# Kernel Tuner Tutorial

## Intermediate Hands-on

In this hands-on we will look at two features of Kernel Tuner that have been recently introduced to you: **search space restrictions** and **caching**.

But first, if you have not done it already, it is time to install and import `kernel_tuner` and its dependencies.

In [None]:
%pip install numpy
%pip install pycuda
%pip install kernel_tuner

import numpy as np
import kernel_tuner as kt
import collections

To work with these features we will use a matrix multiplication kernel.

Matrix multiplication is one of the most well-known and widely-used linear algebra operations, and is frequently used to demonstrate the high-performance computing capabilities of GPUs. As such, matrix multiplication presents a familiar starting point for many GPU programmers. More information about matrix multiplication can be found on [Wikipedia](https://en.wikipedia.org/wiki/Matrix_multiplication).

The following cell contains the code of a matrix multiply kernel using shared memory. The content of the cell is written to the `matmul_shared.cu` file, and you only need to execute the cell once as this hands-on does not require to change the implementation of the kernel.
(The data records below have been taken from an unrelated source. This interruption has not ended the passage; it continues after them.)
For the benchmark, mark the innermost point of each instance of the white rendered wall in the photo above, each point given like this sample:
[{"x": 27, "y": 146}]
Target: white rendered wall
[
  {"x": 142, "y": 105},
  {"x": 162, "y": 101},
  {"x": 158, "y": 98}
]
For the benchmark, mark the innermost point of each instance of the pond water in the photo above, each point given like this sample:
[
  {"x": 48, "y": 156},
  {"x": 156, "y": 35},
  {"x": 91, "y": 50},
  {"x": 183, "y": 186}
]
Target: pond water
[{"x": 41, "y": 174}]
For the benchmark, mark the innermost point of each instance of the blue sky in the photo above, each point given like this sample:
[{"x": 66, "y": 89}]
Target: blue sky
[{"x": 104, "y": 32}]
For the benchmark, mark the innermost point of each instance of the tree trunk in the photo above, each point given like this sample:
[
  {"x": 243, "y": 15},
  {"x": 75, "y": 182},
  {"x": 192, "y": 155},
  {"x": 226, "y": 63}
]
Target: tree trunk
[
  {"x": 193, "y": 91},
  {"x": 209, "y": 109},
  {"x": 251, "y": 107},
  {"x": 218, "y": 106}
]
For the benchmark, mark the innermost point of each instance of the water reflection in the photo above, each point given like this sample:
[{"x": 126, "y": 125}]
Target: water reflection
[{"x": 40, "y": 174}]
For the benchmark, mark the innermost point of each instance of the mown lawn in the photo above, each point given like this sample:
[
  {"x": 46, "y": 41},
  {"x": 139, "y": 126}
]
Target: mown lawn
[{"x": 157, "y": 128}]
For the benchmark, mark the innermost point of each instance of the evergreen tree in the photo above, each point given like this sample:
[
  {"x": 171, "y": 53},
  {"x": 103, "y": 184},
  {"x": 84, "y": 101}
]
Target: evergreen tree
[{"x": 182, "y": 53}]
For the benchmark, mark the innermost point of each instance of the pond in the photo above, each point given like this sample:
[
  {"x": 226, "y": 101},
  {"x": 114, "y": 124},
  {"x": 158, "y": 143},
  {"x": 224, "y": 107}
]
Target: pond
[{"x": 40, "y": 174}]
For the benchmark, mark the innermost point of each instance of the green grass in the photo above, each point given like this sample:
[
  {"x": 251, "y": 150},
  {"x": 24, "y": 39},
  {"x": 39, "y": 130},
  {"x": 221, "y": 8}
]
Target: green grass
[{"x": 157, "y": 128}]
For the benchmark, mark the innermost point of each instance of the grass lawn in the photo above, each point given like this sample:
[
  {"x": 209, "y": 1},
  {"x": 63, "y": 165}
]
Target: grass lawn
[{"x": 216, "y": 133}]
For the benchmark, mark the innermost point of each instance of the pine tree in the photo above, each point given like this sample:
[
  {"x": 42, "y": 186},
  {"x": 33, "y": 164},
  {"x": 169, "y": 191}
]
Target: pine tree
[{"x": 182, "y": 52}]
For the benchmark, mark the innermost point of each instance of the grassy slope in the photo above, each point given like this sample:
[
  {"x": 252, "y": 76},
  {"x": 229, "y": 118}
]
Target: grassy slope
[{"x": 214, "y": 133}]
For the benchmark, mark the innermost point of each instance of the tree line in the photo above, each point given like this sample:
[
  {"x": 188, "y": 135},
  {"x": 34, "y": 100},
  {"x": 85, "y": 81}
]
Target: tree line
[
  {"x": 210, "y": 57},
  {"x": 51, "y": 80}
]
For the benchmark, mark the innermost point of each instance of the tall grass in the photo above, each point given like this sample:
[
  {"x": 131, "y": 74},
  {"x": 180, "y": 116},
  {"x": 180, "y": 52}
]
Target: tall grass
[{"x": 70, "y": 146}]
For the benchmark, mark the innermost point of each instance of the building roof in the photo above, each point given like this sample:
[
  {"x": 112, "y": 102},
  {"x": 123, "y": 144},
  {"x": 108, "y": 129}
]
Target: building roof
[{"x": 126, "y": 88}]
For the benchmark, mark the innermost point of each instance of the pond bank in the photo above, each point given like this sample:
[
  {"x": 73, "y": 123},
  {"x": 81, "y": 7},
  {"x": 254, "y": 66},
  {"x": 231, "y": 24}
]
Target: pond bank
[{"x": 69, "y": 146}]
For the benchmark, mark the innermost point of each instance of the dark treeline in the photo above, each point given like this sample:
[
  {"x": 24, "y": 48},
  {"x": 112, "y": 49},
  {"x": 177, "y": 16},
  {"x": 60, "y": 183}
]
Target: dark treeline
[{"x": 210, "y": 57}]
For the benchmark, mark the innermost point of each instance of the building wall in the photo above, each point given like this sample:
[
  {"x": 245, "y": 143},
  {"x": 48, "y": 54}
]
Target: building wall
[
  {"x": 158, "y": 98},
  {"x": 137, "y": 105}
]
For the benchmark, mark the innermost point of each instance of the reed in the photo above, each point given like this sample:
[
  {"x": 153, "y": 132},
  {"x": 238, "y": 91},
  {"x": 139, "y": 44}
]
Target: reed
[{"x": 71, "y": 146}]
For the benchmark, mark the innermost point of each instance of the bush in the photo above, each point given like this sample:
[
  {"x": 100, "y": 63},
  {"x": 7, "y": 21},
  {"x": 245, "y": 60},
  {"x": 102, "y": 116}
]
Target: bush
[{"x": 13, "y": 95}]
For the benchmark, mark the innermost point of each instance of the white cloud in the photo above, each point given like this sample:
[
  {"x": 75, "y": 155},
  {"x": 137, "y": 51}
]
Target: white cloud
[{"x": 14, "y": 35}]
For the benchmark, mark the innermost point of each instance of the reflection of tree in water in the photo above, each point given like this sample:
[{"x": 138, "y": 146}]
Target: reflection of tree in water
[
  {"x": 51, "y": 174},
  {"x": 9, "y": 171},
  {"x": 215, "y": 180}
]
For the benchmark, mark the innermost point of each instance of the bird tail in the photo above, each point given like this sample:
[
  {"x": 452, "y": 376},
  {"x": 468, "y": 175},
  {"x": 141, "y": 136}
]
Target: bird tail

This kernel assumes that the width and height of the matrices `A`, `B`, and `C` is equal to `WIDTH`, which is known at compile time. Of course, you'll want a more flexible solution in reality, but this is just an example kernel to demonstrate how to use Kernel Tuner.

In [None]:
%%writefile matmul_shared.cu

#define WIDTH 512

__global__ void matmul_kernel(float *C, float *A, float *B) {

    __shared__ float sA[block_size_y][block_size_x];
    __shared__ float sB[block_size_y][block_size_x];

    int tx = threadIdx.x;
    int ty = threadIdx.y;
    int x = blockIdx.x * block_size_x + tx;
    int y = blockIdx.y * block_size_y + ty;

    float sum = 0.0;
    int k,kb;

    for (k=0; k<WIDTH; k+=block_size_x) {
        __syncthreads();
        sA[ty][tx] = A[y*WIDTH+k+tx];
        sB[ty][tx] = B[(k+ty)*WIDTH+x];
        __syncthreads();

        for (kb=0; kb<block_size_x; kb++) {
            sum += sA[ty][kb] * sB[kb][tx];
        }

    }

    C[y*WIDTH+x] = sum;
}

Before running the code we need to allocate input and output matrices, and add some tuning parameters.

In [None]:
# matrix width needs to match the value in the kernel source
problem_size = (512, 512)

compiler_flags = ["-Wno-deprecated-gpu-targets"]
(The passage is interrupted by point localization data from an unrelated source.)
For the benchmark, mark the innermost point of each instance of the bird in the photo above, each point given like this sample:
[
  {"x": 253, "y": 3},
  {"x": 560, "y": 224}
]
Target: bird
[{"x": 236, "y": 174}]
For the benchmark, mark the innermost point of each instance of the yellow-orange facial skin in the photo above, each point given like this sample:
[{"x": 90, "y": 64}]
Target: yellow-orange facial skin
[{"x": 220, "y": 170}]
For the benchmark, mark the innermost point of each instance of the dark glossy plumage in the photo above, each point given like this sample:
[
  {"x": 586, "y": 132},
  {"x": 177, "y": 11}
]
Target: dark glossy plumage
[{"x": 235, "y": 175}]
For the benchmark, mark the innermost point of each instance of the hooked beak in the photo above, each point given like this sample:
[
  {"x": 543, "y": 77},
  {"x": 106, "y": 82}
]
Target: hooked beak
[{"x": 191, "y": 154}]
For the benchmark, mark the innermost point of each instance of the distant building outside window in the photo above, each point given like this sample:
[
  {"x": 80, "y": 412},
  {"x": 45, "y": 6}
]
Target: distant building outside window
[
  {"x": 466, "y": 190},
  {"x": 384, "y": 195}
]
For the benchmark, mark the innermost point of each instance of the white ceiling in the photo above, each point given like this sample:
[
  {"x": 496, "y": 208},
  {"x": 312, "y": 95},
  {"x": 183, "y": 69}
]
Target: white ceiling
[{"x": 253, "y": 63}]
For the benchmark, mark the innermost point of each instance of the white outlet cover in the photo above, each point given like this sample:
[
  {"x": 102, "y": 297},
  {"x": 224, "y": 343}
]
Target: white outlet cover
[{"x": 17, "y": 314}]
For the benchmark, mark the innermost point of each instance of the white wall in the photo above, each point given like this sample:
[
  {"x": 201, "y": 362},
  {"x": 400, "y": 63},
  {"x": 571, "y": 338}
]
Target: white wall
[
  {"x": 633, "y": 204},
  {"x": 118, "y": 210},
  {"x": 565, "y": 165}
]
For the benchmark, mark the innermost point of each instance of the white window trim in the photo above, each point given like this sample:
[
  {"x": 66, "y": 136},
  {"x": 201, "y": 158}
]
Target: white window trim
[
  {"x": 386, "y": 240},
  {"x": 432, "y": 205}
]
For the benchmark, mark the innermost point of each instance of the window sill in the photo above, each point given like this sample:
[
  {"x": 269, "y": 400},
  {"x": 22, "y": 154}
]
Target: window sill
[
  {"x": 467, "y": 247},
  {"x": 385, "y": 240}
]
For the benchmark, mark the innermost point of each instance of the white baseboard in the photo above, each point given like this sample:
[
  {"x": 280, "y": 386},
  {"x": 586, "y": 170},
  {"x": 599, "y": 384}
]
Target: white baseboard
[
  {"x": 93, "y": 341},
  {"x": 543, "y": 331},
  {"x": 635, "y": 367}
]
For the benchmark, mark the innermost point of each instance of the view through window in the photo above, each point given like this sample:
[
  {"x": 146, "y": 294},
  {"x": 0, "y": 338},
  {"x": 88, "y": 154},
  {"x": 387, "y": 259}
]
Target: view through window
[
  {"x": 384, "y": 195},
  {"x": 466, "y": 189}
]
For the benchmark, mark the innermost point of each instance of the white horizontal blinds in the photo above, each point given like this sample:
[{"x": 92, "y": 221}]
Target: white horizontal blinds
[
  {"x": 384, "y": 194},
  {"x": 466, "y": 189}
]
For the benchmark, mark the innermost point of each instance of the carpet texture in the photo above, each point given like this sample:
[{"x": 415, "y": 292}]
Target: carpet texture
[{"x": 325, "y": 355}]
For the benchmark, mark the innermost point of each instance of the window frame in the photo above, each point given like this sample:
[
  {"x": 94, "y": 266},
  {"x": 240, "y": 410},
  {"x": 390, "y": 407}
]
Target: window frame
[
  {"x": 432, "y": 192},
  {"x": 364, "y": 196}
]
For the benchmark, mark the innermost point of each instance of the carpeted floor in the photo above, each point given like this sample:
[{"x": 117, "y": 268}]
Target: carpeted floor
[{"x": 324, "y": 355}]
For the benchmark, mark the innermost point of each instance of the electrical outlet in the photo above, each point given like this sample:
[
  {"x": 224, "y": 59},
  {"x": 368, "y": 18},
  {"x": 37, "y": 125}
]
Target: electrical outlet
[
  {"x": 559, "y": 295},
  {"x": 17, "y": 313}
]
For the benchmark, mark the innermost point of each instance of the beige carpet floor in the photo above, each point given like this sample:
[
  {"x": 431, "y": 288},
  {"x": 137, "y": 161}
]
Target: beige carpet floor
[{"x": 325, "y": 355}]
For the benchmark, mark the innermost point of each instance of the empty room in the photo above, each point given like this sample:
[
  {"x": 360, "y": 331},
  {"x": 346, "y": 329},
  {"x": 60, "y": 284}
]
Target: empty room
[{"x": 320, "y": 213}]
A = np.random.randn(*problem_size).astype(np.float32)
B = np.random.randn(*problem_size).astype(np.float32)
C = np.zeros_like(A)

args = [C, A, B]

tune_params = collections.OrderedDict()
tune_params["block_size_x"] = [2**i for i in range(0, 11)]
tune_params["block_size_y"] = [2**i for i in range(0, 11)]

It is now your turn to add some **search space restrictions**. You are free to add all the restrictions you want, but there is one in particular that is required for the kernel to produce correct results: the shape of the thread block needs to be a square.

Remember that restrictions are specified as either a Python list containing strings, each string being one restriction, or as a callable object that returns `True` if the configuration is valid and `False` otherwise.

In [None]:
# define some search space restrictions for the matrix multiplication kernel
restrict = 

To enable the **caching** of intermediate results during tuning, Kernel Tuner needs to know the name of the cache file. The name can be specified as a string, to which Kernel Tuner automatically adds the `.json` extension.

In [None]:
# define a string containing the cache file name
cache_name = 

Do not forget to pass the restrictions to the `tune_kernel` function and enable caching as documented in Kernel Tuner's [API](https://benvanwerkhoven.github.io/kernel_tuner/user-api.html).

In [None]:
# add the right parameters to the tune_kernel method
results, env = kt.tune_kernel("matmul_kernel", "matmul_shared.cu", 
                             problem_size, args, tune_params, restrictions=restrict, cache=cache_name, verbose=True, compiler_options=compiler_flags)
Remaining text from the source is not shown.